Rare 1691 second quarto edition of Shakespeare’s Julius Caesar, with a brilliance fully realized in “the extraordinary lines of Brutus, deep in thought, as he sets in motion one of the most consequential events in Western history. It’s one of Shakespeare’s first great soliloquies,” handsomely bound.
"Something extraordinary was beginning to happen as Shakespeare wrote Julius Caesar in the spring of 1599… as if all his energies were self-consciously focused on a new and different kind of invention… The result was a significant breakthrough," one richly expressed in "the extraordinary lines of Brutus, deep in thought, as he sets in motion one of the most consequential events in Western history. It's one of Shakespeare's first great soliloquies and conveys a sense of inwardness new to the stage: 'Between the acting of a dreadful thing And the first motion, all the interim is Like a phantasma or a hideous dream" (Shapiro, A Year in the Life, 134-5)
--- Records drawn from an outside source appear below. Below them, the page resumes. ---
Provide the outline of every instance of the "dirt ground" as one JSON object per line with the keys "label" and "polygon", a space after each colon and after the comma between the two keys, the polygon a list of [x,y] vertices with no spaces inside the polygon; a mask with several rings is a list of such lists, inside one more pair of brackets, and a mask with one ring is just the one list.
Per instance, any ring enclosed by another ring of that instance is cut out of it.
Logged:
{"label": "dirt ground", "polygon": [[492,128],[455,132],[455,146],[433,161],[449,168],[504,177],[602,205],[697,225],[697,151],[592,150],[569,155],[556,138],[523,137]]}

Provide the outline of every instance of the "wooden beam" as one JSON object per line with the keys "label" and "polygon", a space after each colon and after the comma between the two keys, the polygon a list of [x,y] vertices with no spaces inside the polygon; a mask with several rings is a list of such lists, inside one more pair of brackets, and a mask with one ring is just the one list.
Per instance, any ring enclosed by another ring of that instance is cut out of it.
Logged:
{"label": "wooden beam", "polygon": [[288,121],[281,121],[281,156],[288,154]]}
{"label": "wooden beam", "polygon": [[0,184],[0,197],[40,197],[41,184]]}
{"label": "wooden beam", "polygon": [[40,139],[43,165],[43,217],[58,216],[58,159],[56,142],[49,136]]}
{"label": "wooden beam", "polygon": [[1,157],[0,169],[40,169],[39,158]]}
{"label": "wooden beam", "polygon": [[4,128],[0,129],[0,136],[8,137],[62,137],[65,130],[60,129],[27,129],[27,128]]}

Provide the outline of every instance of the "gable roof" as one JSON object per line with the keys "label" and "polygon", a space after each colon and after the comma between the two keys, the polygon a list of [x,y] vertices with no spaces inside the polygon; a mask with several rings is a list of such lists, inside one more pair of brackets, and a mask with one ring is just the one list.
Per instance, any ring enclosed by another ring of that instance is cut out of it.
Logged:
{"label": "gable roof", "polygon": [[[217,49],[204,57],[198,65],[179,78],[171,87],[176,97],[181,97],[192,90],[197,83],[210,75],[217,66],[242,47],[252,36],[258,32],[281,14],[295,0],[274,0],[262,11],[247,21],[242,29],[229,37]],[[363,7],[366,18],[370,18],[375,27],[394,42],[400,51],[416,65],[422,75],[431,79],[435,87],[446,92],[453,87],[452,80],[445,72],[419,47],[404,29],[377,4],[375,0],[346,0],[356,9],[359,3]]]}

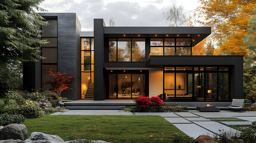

"This was the first play by Shakespeare founded on Sir Thomas North's translation of Plutarch's Lives, which appeared in 1579 and was reprinted in 1595. Shakespeare used portions of the lives of Caesar, Antony and Brutus and followed Plutarch very closely" (Bartlett, Mr. William Shakespeare: 112n). Julius Caesar is thought to have been first performed in 1599 and was first printed in the 1623 First Folio. The quarto editions were the first separate printings of the play and are enormously desirable, as very few copies exist in private hands. Sixteen of Shakespeare's plays were first printed in quarto form (1594 to 1622) before they were collected in the 1623 First Folio; of the 20 plays that made their first appearance in the First Folio, only three appeared in quarto form during the 17th-century: Taming of the Shrew, Macbeth, and Julius Caesar (its six quarto editions being a clear indication of its immense popularity). Four undated quarto editions were formerly thought to have been printed shortly after 1684 and before this 1691 edition; it is now believed that they were probably printed between 1695 and 1700. The first and second 1691 quarto editions have "1691" printed on the title page. This, the earlier of those two editions, has a comma after "Herringman" in the title page imprint statement, while the later 1691 edition does not. Wing S2922. Jaggard, 319. Bartlett 117. Spot of sticker residue to front endpaper. Early ink bracket and ink stain.
A few short closed marginal tears to title page. Tiny hole to B2 affecting two words, upper margin slightly worn affecting just a few page numbers, mild embrowning to text. An exceptional and most desirable copy. Rare.